Abstract:
Spike interference is one of the most common types of disturbance in 1-second geomagnetic sampling data, and its proper handling directly affects the quality of 1-second geomagnetic observations. Conventional methods, such as the median average approach require extensive manual intervention and exhibit limited adaptability when addressing interference lasting longer than one second. To achieve more accurate correction of spike interference, this study formulates the data correction task as a machine learning regression problem and proposes an XGBoost-based model for correcting spike disturbances in 1-second geomagnetic sampling data.
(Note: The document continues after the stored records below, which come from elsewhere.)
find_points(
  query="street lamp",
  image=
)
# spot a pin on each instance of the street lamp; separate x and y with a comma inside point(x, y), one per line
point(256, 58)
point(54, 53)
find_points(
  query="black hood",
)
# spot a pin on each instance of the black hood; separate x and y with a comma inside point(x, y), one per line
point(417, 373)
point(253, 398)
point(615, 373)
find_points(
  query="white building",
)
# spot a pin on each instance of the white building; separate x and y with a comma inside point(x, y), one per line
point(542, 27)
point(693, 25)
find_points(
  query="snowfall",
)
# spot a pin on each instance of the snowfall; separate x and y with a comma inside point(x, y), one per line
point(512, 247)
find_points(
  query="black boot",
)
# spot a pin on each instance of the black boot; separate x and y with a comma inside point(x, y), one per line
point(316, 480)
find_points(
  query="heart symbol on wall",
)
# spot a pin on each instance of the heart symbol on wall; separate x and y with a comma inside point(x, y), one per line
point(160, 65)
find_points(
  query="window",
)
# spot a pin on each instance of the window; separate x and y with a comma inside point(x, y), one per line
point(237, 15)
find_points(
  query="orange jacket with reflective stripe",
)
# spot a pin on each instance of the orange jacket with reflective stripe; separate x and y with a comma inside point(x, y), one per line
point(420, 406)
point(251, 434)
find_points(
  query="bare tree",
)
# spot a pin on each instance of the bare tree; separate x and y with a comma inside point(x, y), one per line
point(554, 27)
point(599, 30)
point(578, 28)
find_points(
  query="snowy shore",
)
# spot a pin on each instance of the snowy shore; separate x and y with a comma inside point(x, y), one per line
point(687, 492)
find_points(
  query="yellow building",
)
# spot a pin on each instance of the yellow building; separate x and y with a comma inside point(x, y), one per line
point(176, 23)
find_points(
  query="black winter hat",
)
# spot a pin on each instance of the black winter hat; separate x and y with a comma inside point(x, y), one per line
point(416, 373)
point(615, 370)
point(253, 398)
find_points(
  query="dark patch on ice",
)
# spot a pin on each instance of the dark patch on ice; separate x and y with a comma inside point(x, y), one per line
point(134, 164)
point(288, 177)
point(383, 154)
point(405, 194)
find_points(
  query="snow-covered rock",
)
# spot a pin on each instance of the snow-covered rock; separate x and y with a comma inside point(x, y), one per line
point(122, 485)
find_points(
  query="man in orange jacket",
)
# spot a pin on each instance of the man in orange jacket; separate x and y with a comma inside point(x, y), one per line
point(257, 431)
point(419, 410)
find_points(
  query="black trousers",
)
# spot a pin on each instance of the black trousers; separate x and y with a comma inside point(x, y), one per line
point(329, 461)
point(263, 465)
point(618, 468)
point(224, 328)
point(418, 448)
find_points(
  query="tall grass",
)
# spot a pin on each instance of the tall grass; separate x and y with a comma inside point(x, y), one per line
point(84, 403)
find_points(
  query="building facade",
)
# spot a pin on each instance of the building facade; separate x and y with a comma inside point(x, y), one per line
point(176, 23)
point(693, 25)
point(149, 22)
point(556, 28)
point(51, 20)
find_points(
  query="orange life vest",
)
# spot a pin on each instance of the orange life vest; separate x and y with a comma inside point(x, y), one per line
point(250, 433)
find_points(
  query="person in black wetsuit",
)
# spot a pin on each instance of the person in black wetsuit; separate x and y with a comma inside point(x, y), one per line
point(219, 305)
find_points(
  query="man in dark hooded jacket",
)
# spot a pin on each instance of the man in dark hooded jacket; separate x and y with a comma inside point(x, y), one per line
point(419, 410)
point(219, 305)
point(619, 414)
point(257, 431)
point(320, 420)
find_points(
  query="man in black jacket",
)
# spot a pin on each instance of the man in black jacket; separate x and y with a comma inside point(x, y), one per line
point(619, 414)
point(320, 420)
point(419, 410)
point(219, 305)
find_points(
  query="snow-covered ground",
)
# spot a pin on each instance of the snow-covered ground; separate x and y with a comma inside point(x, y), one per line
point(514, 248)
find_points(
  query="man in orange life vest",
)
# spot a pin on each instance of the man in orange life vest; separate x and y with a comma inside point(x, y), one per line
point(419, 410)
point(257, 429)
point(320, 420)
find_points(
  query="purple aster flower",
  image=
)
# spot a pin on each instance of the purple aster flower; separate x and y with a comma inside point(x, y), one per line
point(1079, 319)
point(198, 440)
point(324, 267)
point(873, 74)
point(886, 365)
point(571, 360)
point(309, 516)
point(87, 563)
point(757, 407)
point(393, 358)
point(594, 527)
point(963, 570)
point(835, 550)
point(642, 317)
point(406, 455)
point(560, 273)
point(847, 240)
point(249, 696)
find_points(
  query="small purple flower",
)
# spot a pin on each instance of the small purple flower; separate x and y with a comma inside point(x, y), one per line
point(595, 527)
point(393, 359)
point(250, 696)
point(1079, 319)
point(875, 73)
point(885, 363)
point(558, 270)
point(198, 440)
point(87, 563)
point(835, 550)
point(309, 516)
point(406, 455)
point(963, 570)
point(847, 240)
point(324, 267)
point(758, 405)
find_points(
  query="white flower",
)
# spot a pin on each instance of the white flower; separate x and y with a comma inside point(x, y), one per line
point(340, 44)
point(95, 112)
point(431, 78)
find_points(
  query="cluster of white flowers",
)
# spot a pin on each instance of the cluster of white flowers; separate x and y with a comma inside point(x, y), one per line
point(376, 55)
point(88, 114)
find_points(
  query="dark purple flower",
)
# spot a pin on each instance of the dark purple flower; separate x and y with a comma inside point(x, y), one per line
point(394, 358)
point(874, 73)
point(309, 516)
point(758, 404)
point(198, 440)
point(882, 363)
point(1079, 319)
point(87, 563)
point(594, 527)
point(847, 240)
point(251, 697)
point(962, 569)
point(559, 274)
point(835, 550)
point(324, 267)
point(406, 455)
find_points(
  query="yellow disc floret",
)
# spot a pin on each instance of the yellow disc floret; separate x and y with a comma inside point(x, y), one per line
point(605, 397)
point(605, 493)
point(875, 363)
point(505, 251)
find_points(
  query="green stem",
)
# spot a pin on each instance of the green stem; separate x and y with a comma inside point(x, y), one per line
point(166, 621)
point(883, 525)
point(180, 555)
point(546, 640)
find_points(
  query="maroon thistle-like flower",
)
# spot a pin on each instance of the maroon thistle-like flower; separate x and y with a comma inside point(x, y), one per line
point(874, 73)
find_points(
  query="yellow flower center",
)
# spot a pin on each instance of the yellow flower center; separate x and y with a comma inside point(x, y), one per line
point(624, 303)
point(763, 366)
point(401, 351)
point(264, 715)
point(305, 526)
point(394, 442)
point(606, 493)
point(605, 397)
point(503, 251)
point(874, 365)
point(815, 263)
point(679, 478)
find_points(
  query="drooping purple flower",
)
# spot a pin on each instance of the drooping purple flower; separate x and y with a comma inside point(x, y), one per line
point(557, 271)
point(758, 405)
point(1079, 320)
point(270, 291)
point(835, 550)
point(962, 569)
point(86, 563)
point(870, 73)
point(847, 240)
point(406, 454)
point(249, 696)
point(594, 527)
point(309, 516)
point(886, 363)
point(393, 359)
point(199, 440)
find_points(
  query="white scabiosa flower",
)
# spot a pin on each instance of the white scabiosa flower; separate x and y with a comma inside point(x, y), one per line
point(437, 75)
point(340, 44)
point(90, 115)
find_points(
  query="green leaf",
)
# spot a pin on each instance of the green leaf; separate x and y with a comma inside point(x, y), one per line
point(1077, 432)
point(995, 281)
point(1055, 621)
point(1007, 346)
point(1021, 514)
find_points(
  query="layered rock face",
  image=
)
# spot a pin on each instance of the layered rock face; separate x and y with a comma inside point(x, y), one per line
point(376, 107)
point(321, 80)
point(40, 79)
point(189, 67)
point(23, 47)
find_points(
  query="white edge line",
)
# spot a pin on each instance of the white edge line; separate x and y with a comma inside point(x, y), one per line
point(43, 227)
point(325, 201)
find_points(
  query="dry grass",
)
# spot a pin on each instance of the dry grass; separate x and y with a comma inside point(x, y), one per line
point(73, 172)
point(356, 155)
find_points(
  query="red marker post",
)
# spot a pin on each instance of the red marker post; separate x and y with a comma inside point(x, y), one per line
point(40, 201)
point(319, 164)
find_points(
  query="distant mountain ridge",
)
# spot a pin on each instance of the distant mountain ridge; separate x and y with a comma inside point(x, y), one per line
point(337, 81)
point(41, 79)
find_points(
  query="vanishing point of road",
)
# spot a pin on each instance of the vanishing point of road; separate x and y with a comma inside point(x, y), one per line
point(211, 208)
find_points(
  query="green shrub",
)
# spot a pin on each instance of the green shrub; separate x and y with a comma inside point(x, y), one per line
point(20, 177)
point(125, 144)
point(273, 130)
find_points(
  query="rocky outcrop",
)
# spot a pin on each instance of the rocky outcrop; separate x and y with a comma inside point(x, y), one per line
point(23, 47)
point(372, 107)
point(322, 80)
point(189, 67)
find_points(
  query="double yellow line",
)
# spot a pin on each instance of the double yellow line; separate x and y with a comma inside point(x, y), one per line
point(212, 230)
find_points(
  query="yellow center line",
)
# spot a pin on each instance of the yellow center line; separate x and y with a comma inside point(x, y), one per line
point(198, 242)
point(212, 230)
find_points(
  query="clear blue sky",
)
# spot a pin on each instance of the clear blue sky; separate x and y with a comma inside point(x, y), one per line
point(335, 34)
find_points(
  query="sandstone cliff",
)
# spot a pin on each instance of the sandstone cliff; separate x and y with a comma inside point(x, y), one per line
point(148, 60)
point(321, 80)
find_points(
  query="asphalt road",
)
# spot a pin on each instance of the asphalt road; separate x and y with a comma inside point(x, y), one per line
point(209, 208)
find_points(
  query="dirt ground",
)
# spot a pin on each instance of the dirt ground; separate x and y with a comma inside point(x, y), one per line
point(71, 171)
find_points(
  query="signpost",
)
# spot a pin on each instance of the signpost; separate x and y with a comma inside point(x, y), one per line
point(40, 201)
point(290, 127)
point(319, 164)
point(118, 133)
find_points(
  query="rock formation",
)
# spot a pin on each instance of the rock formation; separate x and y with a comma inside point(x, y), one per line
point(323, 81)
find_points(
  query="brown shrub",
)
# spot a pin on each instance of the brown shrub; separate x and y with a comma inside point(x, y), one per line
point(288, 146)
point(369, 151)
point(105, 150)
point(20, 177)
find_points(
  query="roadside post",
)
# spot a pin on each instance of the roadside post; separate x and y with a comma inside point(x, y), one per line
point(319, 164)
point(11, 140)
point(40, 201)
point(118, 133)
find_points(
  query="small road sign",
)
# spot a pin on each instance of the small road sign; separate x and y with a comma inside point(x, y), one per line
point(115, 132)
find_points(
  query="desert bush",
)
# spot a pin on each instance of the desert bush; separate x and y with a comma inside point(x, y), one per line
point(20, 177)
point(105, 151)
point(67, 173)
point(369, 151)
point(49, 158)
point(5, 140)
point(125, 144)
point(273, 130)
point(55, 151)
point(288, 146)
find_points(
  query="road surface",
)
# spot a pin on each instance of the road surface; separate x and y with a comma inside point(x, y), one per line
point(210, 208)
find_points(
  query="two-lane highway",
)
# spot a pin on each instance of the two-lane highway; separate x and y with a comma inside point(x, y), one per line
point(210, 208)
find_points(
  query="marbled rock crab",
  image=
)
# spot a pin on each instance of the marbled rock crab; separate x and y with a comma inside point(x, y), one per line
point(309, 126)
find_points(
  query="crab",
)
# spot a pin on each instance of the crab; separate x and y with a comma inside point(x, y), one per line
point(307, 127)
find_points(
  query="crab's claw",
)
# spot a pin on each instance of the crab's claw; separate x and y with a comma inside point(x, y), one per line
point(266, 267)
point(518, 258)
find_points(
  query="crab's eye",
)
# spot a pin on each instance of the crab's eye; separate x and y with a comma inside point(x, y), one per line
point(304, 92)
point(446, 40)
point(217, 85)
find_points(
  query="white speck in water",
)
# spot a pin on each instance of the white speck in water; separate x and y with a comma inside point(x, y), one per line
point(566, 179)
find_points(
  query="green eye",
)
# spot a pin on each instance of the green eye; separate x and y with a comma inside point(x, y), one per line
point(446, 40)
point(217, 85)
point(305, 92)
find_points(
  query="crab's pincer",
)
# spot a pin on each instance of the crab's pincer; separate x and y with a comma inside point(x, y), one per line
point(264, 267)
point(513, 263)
Using raw observational data from the Z-component of the automated geomagnetic station system at the Manzhouli Seismic Observatory between January 2024 and April 2025, 17 720 samples of magnetic field variations—during and around spike interference events—were extracted to construct the dataset for model training. The model achieved the following performance metrics on the test set: Mean Squared Error (MSE) of 0.011 667 nT
2, Root Mean Squared Error (RMSE) of 0.104 742 nT, Mean Absolute Error (MAE) of 0.076 582 nT, and Coefficient of Determination (R
2) of 0.999 852. The results demonstrate the excellent performance of the XGBoost model in correcting spike interference in 1-second geomagnetic sampling data, providing an effective new method for automated and high-precision correction of such disturbances.